Anlamadığım şey, madem sol sahiden kötü, yapılması yanlış, ütopik, gerçekçi değil ve hatta ve hatta melun bir şey, neden hepiniz, ‘biz de bir zamanlar solcuyduk’ diyorsunuz? Neden eşitlikten, özgürlükten, adaletten söz ederken hep o büyük, küçük, hadım ya da yalan ‘sol’unuza dönüyorsunuz? Üniversite maceraları anlatmak yasaklanmalı canım. Orta kantinde yaşanan orta kantinde kalır. -
-İngiltere seçimlerinden nereye geldik bilinç aka aka, bilinç işte bu, akar da akar, akar da akar…-
İngiltere origamisinin bize gösterdiği şey ise post neoliberal dönemin birinci bölüm işaretleri. Sınır çizgilerini esas olarak sermaye için açan ve daha da fazlası, sermayenin altına ucuz emek dolaşımı seren AB’de olanlar şunu gösteriyor ki bundan sonra yola katırlarla devam edilecek. Ortadaki Brexit kararsızlığını, katladığı göçmen karşıtlığı ile Boris Johnson kendi cebine koydu. Gerçi kullanılan oylara bakarsanız, toplamda yüzde 65’e varan çoğunluk bunu istemese de kağıt katlama sanatı origaminin özelliği bu, herkes elinizdekinin boynuna bakıp kuğu diyor.

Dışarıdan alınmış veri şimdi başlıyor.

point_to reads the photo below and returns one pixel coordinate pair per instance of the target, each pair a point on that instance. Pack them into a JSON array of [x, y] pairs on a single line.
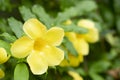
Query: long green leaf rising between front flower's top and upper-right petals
[[42, 15]]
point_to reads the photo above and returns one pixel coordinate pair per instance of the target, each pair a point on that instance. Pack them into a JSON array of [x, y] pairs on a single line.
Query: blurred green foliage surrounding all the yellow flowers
[[103, 61]]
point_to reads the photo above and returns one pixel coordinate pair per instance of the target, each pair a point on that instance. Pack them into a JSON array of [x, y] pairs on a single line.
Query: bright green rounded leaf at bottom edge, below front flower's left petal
[[21, 72]]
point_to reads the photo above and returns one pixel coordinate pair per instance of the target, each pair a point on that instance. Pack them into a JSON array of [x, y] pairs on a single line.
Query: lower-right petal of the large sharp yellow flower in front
[[53, 55]]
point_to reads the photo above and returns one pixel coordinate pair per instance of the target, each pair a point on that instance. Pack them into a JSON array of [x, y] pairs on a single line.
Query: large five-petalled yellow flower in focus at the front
[[39, 46]]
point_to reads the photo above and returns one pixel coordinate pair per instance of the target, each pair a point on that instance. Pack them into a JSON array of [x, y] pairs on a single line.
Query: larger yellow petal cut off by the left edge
[[3, 56]]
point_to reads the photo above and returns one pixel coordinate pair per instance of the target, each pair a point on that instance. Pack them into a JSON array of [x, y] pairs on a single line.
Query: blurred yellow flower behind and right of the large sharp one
[[80, 41]]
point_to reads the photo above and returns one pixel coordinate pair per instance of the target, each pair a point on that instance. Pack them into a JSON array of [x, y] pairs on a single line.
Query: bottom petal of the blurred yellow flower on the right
[[82, 47]]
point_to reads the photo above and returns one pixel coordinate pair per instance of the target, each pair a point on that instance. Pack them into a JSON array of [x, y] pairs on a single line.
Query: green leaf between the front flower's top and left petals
[[16, 26]]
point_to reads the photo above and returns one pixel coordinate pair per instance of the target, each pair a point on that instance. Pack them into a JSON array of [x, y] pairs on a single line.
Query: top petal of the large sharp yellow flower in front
[[34, 28]]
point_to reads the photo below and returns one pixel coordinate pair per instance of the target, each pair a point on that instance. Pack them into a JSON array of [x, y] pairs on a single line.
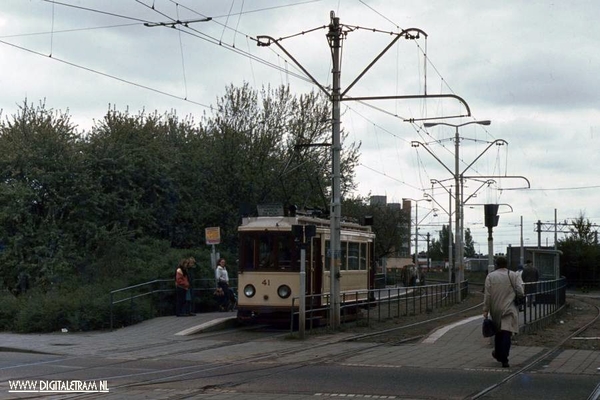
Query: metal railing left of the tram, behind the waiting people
[[203, 290]]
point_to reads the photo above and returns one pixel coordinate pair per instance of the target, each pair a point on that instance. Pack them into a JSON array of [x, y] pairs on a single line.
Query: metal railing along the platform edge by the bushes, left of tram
[[202, 289]]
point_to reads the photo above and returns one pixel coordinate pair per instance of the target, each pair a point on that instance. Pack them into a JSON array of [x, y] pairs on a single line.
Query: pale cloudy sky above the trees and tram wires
[[531, 68]]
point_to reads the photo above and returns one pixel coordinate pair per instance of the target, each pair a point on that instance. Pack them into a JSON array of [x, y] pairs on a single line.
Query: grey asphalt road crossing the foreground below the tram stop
[[170, 377]]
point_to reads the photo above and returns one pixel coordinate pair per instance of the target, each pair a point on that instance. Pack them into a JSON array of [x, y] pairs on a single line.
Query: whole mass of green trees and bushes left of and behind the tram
[[83, 213]]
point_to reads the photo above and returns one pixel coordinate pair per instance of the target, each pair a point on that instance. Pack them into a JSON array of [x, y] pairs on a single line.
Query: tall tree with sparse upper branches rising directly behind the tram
[[268, 151]]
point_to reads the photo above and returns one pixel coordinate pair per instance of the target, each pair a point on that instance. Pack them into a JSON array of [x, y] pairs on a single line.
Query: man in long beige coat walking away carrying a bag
[[498, 302]]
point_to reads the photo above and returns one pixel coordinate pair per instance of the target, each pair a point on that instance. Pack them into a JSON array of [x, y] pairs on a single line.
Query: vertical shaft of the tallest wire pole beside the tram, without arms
[[334, 38]]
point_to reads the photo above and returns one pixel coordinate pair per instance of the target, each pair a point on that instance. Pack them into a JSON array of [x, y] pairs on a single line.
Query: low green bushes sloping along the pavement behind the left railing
[[82, 302]]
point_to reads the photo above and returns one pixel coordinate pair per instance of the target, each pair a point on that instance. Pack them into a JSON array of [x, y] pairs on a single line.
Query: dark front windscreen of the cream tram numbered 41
[[269, 251]]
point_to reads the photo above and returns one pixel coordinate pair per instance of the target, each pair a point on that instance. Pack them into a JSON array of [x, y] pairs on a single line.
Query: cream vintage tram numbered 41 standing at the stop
[[270, 262]]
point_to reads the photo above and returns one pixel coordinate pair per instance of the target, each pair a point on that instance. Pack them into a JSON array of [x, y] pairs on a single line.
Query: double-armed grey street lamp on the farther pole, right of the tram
[[458, 182]]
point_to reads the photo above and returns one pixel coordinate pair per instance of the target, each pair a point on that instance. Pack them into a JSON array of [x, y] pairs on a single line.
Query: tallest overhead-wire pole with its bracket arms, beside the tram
[[335, 35]]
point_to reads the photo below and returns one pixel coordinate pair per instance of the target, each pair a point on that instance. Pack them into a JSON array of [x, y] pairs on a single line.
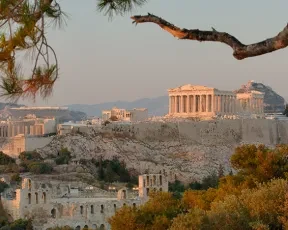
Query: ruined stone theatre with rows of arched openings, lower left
[[54, 203]]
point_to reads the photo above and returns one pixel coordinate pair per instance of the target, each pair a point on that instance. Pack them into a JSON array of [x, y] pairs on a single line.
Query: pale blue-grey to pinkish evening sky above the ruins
[[102, 60]]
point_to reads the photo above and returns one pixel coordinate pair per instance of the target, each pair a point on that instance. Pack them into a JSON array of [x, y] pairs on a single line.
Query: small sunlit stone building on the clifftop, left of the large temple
[[133, 115]]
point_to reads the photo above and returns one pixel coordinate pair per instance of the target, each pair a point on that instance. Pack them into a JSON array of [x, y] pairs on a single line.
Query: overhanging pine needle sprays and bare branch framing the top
[[27, 23]]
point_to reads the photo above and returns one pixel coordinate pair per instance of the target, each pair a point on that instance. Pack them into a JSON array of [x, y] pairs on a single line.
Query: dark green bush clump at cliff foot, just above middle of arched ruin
[[113, 170]]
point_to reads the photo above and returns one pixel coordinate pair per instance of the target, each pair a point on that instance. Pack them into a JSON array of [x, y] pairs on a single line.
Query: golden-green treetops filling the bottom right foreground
[[255, 198]]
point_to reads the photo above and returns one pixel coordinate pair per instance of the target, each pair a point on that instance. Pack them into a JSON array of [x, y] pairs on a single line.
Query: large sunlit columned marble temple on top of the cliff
[[202, 101]]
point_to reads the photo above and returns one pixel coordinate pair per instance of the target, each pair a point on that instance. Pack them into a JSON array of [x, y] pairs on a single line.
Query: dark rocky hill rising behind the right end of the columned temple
[[273, 102]]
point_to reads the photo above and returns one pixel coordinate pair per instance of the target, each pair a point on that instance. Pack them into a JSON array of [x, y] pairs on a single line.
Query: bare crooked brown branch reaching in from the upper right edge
[[241, 51]]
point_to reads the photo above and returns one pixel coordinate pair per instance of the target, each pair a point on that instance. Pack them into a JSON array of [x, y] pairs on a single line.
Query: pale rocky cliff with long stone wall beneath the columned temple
[[187, 150]]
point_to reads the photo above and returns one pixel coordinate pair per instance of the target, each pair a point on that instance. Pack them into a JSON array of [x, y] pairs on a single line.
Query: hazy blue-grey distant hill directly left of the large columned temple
[[156, 106]]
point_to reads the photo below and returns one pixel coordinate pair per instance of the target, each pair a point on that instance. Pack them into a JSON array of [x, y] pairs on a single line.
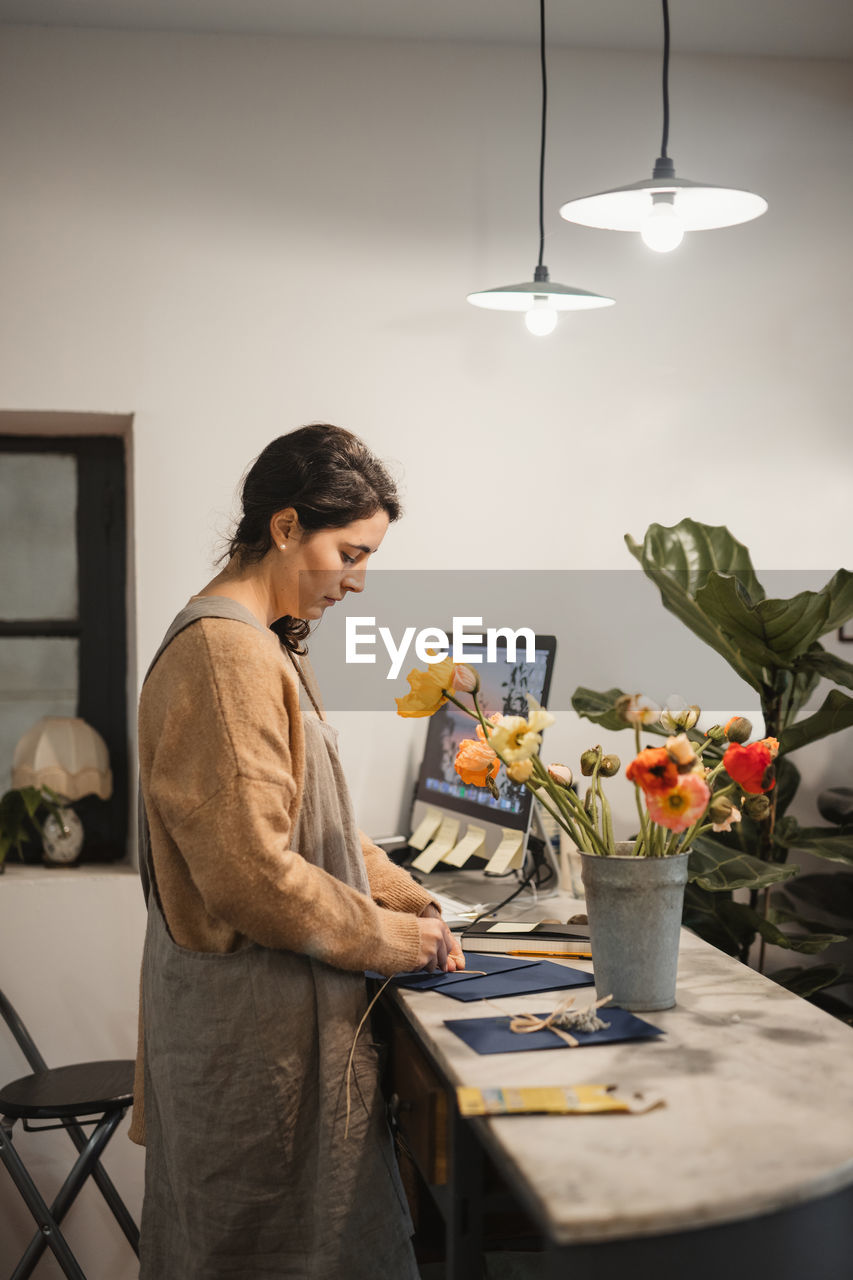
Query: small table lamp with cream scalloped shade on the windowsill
[[67, 755]]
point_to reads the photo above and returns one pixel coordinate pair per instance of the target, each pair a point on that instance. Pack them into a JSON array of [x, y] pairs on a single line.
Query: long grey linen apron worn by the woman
[[248, 1171]]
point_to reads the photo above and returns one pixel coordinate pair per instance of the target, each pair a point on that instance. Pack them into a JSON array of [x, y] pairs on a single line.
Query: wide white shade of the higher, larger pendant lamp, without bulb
[[700, 205]]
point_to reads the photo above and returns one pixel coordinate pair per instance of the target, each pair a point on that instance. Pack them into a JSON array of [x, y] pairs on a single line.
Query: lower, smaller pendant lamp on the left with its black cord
[[541, 299]]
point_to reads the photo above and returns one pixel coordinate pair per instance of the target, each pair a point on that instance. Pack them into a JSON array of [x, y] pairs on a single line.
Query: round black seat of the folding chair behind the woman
[[84, 1089]]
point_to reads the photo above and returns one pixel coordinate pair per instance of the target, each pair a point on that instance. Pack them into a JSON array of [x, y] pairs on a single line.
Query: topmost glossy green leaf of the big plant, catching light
[[679, 561]]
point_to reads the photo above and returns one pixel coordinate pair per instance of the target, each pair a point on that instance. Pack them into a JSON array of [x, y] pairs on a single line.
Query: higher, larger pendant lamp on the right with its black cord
[[663, 208]]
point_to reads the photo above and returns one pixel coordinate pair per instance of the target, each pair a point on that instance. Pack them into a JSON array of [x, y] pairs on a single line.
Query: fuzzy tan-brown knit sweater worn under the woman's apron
[[222, 765]]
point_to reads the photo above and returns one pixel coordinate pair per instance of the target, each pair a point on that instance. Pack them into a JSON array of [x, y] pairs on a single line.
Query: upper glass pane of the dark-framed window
[[38, 537]]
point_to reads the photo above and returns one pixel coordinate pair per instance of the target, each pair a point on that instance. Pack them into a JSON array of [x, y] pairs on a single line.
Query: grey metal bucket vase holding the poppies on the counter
[[635, 908]]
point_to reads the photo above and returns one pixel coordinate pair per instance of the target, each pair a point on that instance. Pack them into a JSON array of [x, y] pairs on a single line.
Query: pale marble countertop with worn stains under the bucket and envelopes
[[759, 1117]]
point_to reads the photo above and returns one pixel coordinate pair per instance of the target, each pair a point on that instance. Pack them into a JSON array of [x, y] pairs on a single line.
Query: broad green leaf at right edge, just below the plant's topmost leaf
[[773, 633]]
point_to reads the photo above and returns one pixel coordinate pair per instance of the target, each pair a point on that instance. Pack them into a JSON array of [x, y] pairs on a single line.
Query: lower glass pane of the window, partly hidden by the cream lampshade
[[38, 678]]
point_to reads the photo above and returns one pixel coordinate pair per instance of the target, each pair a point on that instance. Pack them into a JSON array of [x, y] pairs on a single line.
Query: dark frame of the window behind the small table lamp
[[102, 620]]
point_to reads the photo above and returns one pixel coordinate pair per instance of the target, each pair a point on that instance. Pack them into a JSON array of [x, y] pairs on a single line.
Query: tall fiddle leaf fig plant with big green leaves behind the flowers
[[708, 580]]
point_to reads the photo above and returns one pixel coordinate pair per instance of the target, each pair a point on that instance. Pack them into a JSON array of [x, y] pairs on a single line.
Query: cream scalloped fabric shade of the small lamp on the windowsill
[[67, 755]]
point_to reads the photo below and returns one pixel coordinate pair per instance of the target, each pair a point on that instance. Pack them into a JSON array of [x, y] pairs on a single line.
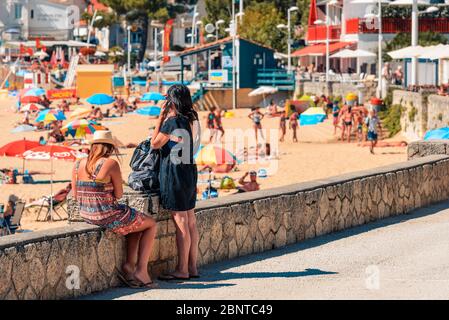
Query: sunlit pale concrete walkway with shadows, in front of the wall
[[398, 258]]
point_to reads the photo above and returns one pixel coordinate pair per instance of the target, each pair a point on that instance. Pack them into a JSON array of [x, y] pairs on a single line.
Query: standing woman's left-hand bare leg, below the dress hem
[[183, 242]]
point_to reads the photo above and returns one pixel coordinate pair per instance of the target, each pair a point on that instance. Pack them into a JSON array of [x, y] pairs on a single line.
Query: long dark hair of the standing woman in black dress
[[179, 98]]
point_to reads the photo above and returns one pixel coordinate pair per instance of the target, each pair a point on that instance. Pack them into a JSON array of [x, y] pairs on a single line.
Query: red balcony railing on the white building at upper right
[[396, 25]]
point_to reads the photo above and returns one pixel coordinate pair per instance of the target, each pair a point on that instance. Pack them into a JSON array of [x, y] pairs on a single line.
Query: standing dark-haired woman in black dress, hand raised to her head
[[174, 136]]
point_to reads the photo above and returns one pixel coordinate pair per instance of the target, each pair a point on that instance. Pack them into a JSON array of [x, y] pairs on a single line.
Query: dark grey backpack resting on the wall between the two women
[[145, 164]]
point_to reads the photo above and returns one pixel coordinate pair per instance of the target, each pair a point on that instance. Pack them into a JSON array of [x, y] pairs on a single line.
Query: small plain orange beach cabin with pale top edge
[[94, 78]]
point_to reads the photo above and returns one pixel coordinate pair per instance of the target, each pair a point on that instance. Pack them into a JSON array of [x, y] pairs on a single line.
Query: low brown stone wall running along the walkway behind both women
[[34, 265]]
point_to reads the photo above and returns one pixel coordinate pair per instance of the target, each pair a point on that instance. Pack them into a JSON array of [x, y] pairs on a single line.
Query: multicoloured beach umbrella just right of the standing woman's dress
[[219, 159]]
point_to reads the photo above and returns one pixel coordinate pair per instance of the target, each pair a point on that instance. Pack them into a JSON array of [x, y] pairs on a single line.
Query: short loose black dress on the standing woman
[[178, 174]]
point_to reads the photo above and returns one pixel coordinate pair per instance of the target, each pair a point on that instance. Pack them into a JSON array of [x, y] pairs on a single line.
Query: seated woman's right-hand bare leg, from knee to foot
[[148, 234]]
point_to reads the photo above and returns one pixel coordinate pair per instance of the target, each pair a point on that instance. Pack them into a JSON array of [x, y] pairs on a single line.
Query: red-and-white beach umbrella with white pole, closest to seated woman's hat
[[49, 153]]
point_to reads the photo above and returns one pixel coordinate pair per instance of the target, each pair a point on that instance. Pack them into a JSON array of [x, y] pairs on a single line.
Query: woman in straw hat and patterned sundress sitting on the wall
[[97, 184]]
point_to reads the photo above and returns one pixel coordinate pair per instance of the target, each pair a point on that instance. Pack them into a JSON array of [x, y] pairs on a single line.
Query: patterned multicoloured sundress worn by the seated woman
[[98, 205]]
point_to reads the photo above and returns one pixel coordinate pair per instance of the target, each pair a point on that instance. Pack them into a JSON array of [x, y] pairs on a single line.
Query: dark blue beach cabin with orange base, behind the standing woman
[[210, 66]]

‘Göçmenler geliyor işimizi elimizden alıyor, işte ekonomik krizin nedeni bu’ basit kahve-pub konuşmasının üstüne, AB sınırlarından sözde çıkıyormuş hamlesi, uzun ince bir boyun edasıyla salındı ortada. Neoliberal travmanın yarattığı hafıza kaybı, Birinci Dünya Savaşı gibi işliyor yani ya sosyalizm ya da petrolünü çalıp ev yapalım, pardon barbarlık…
Bir İngiliz işçi bize anlatıyordu. Biz bir Ekvatorlu, bir Ukraynalı anne, Gineli babadan melez bir siyah ve iki Türkiyeli’ydik. "Başka bir ülkeden gelip daha ucuz çalışıyorlar. Peki biz o zaman nasıl iş bulucağız ? Tamam ben ırkçı değilim ama onlar çalışıp kazandıklarıyla keyif çatacaklar diye bize iş kalmıyor bu sefer", diyordu. 10 saat biz bize çalıştıktan sonra ot ve bira içiyorduk, o bunu söylerken… Ve işin garip tarafı Fransa’daydık. Yani o da dahil hepimiz göçmen işçiydik…
Bizim İngiliz arkadaş, muhtemel muhafazakarlara verdi oyunu ve İngiltere’de ‘sol’ kaybedince biz de mi mağlup sayıldık?